Suppose there is a function defined as $$f(x)= \frac{d}{dx}g(x)$$ similar to how $1/x$ is $ \frac{d}{dx}log(x)$ or $ \frac{1}{1+x^2}$ is $ \frac{d}{dx}\arctan(x)$ or something along those lines. Is there a general process (probably using the inverse function theorem) to find $f^{-1}(x)$?
The reason I ask is because there are more difficult functions that may end up being defined this way that don't have immediately apparent relationships. You could for instance define $e^{-x^{2}}$ as $ \frac{d}{dx}erf(x)$.
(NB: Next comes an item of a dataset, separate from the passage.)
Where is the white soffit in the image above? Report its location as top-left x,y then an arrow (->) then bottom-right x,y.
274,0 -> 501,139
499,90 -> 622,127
I will assume everything is invertible and smooth, at least locally. The following holds for every $a$ and $b$. $$ \int_{f(a)}^{f(b)} f^{-1}(x)dx=bf(b)-af(a)-\int_a^b f(x)dx \\ =(bf(b)-g(b))-(af(a)-g(a)) $$ This can be easily seen by regarding the integration as the area of the region below the graph. You may also say that from the above equation, the antiderivative of $f^{-1}(x)$ is $$ \int f^{-1} (x)dx = xf^{-1}(x)-g\circ f^{-1}(x) $$ You can check the equality by differentiating both sides.